Criminal.  2nd District says police should've gotten arrest warrant for defendant after controlled buy, warrantless arrest two weeks after buy was invalid, items seized to incident to search should have been suppressed... 5th District says that defendant's convictions for drug sale and drug possession didn't merge under State v. Cabrales; they almost surely are allied offenses under last week's decision in State v.
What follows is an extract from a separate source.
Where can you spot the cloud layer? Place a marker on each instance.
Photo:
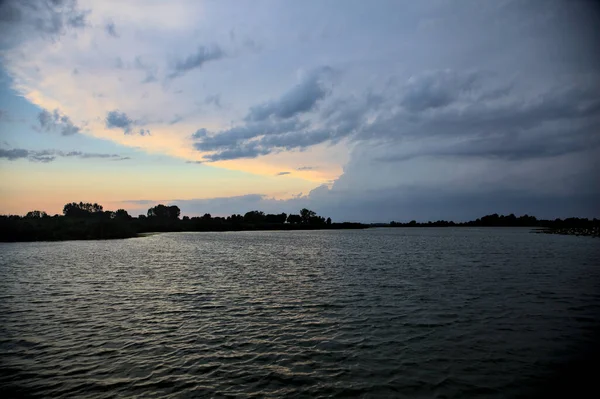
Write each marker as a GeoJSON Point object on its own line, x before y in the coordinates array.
{"type": "Point", "coordinates": [403, 103]}
{"type": "Point", "coordinates": [45, 156]}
Johnson, though (discussed here)... Defendant has burden of showing that his interest in expungement of conviction outweighed state's interest in maintaining those records, 11th District rules, such as by demonstrating impact on job possibilities or that defendant is rehabilitated... Great case from 5th District:  court holds that trial judge erred by not granting severance of trials of defendant for rape of 12-year-old stepdaughter and three-year-old son; since identity wasn't at issue, evidence as to each victim wouldn't have been admissible under 404(B) in trial of other... 2nd District reverses denial of motion to suppress where traffic stop based on police dispatch, says in such cases state is required to establish the factual basis for the dispatch at the suppression hearing...Police officers' observation of body lying motionless inside apartment sufficient to justify emergency entrance without search warrant, 11th District holds...

Civil.  Employee injured by co-employee in employer's parking lot was barred by workers comp law from suing co-employee, also could not maintain uninsured motorist action against her insurer because employee was not "legally entitled" to recover against co-employee, says 8th District... 10th District holds that result of Federal anti-discrimination suit was res judicata in Ohio action under same claim... Relators had adequate remedy at law by way of appeal, could not maintain action in prohibition to keep trial court from hearing divorce on grounds it lacked venue, says 5th District... Motion to vacate untimely where made nearly seven months after movant's actual notice of action, and more than four months after default judgment rendered against him, 10th District rules; I'm sorry, but what does "actual notice of the action" have to do with that?... Denial of injunctive relief for violation of non-compete provision in employment action proper where threat of harm speculative or conjectural, says 11th District...


Just show your dad your credit card bill.  If he can read it.  In Rhoades v. Chase Bank, the 10th District affirms an arbitration award for a credit company against a claim that its collection efforts caused the plaintiff "serious emotional distress" because the seizure of the money in his bank account left him unable to pay for his father's cataract surgery. 


We have a new record!  In State v. Dudas, the 11th District affirms the defendant's latest effort to vacate his plea to corrupt activities and conspiracy to murder.  He had filed eleven previous appeals from his plea and various post-conviction motions.